Potential Tsunami Sources

It’s impossible to predict the exact likelihood of a damaging tsunami.  Large tsunamis that flood land are rare, however they can (and do) happen sometimes.

The most likely tsunamis are those that won’t flood land, but can create strong currents in the ocean, river mouths and estuaries. They are expected to occur around once or twice a decade – maybe a handful of times in someone’s lifetime.

Distance Source Tsunami

A distant source tsunami is a tsunami that takes more than three hours to reach the coast from its source.

The most likely source for a tsunami, of any size, is expected from somewhere across the Pacific. All four significant historic tsunamis to affect Pegasus Bay have come from South America (1868, 1877, 1960 and 2010).

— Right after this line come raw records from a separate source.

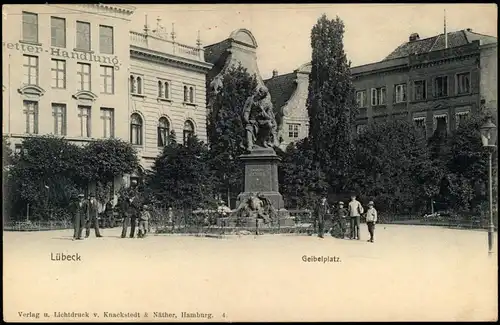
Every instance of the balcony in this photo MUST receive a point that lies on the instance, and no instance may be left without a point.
(155, 43)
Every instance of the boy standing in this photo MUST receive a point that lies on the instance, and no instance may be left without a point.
(355, 212)
(144, 217)
(371, 219)
(341, 216)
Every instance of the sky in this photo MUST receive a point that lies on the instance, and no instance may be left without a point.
(283, 31)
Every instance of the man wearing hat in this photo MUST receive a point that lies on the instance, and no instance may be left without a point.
(322, 211)
(92, 212)
(78, 208)
(341, 217)
(371, 219)
(355, 211)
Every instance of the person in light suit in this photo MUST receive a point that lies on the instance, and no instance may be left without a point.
(78, 208)
(92, 216)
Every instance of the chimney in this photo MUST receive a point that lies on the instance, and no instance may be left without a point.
(414, 37)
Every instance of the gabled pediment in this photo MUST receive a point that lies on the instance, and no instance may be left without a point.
(85, 95)
(31, 90)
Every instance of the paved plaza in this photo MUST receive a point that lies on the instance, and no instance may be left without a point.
(409, 273)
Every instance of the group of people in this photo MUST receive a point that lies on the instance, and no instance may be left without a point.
(132, 211)
(340, 217)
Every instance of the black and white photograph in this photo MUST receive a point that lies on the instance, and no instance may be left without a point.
(249, 162)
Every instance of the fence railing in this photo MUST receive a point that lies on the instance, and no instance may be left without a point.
(209, 221)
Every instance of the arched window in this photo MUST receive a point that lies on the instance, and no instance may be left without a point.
(163, 131)
(136, 129)
(139, 85)
(188, 131)
(191, 94)
(160, 89)
(167, 90)
(132, 84)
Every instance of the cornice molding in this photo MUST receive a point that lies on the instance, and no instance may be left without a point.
(31, 90)
(157, 57)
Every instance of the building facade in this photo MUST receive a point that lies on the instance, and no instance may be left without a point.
(289, 96)
(434, 81)
(65, 71)
(167, 92)
(68, 73)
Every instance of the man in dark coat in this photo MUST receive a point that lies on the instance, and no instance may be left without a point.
(79, 210)
(131, 206)
(322, 211)
(92, 213)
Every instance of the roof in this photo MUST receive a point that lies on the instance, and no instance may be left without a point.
(281, 88)
(436, 43)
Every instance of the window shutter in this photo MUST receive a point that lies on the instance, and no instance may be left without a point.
(374, 97)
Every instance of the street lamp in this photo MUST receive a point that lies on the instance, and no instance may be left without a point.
(489, 138)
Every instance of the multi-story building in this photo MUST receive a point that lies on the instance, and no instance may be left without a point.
(68, 73)
(65, 71)
(429, 81)
(167, 91)
(289, 96)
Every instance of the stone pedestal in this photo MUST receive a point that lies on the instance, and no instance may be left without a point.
(261, 176)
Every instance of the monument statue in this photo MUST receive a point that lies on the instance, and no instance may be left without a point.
(255, 207)
(258, 118)
(215, 88)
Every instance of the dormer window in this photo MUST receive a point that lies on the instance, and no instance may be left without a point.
(136, 83)
(163, 89)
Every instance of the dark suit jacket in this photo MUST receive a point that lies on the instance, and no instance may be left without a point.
(322, 211)
(92, 209)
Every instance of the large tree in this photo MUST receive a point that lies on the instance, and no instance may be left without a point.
(226, 132)
(389, 167)
(331, 103)
(49, 170)
(180, 177)
(301, 179)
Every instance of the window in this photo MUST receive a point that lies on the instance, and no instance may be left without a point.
(400, 93)
(420, 124)
(30, 27)
(58, 71)
(30, 68)
(84, 115)
(31, 114)
(441, 123)
(82, 36)
(136, 129)
(441, 87)
(293, 130)
(105, 39)
(360, 128)
(108, 122)
(361, 98)
(57, 32)
(107, 79)
(136, 85)
(163, 132)
(59, 114)
(419, 88)
(461, 117)
(191, 94)
(188, 131)
(378, 96)
(18, 148)
(83, 76)
(463, 83)
(163, 89)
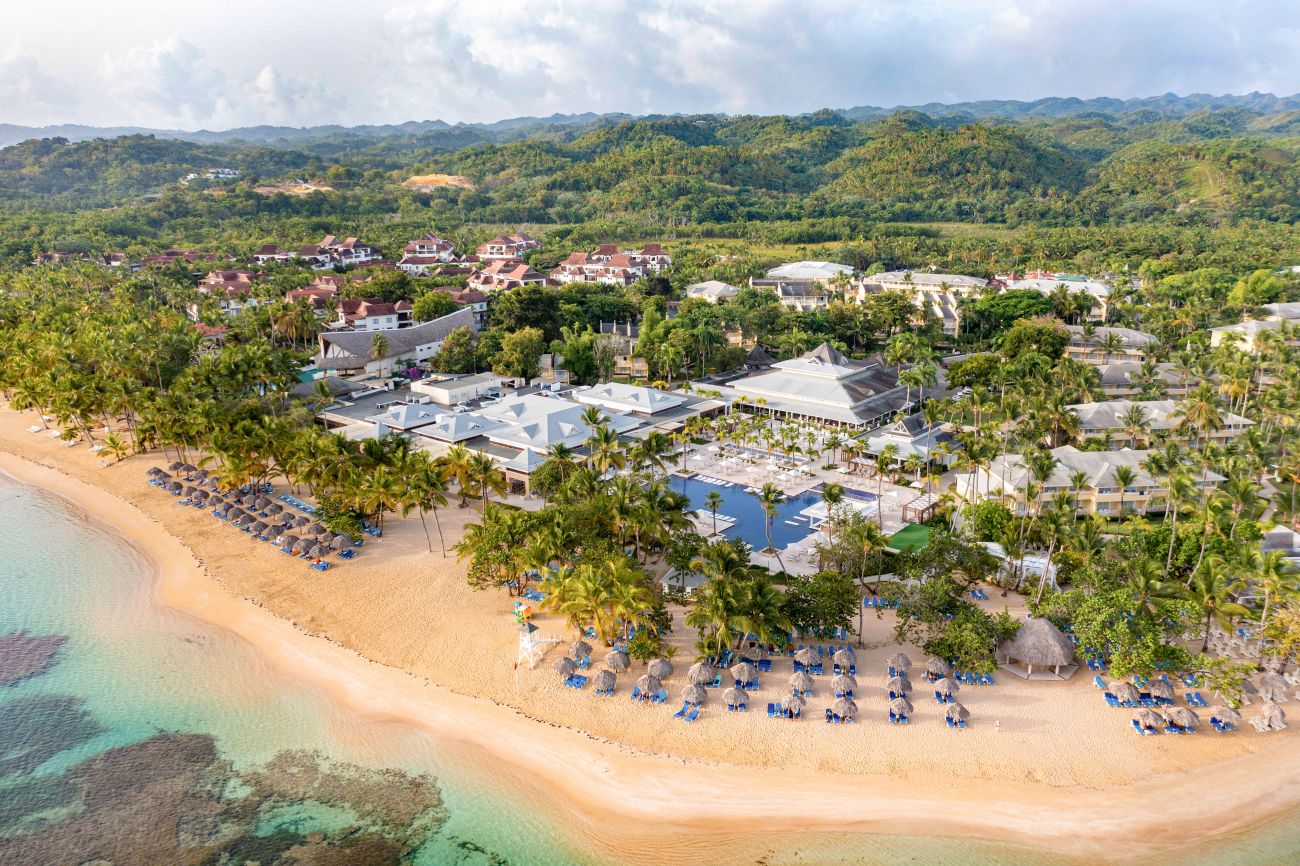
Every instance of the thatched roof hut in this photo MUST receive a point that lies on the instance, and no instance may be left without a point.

A distant source earthquake would not be felt along the Pegasus Bay coast, but there would be enough time to issue an official warning and, if the tsunami was coming from across the Pacific Ocean with a 12+ hour travel time, undertake a managed evacuation.

Regional Source Tsunami

A regional source tsunami is a tsunami that takes between one and three hours to reach the coast from its source.

A large earthquake on the Hikurangi or Kermadec subduction zone, off the north and east coasts of the North Island, could create a tsunami that could flood land and would reach Pegasus Bay in 1.5 to 3 hours.  The recurrence intervals of these faults are not well known but are probably in the order of several hundred years.

There would likely be time to issue an official warning before the first tsunami waves arrive, but the long earthquake should be people’s cue to evacuate because the official warning may not effectively reach everyone in time.

Local Source Tsunami

A local source tsunami is generated close to shore, usually by an underwater earthquake or

landslide, which takes less than one hour to reach the coast.

The likelihood of a damaging local source tsunami being generated off the Pegasus Bay coast is thought to be relatively low and the most likely effect if it did occur would be strong and unpredictable currents and surges in the water, and inundation of very low-lying land, depending on the tide stage.

There would not be time to issue an official warning before the first tsunami waves would be due to arrive.

Remember, if an earthquake is long or strong, get gone! Don’t wait for an official warning.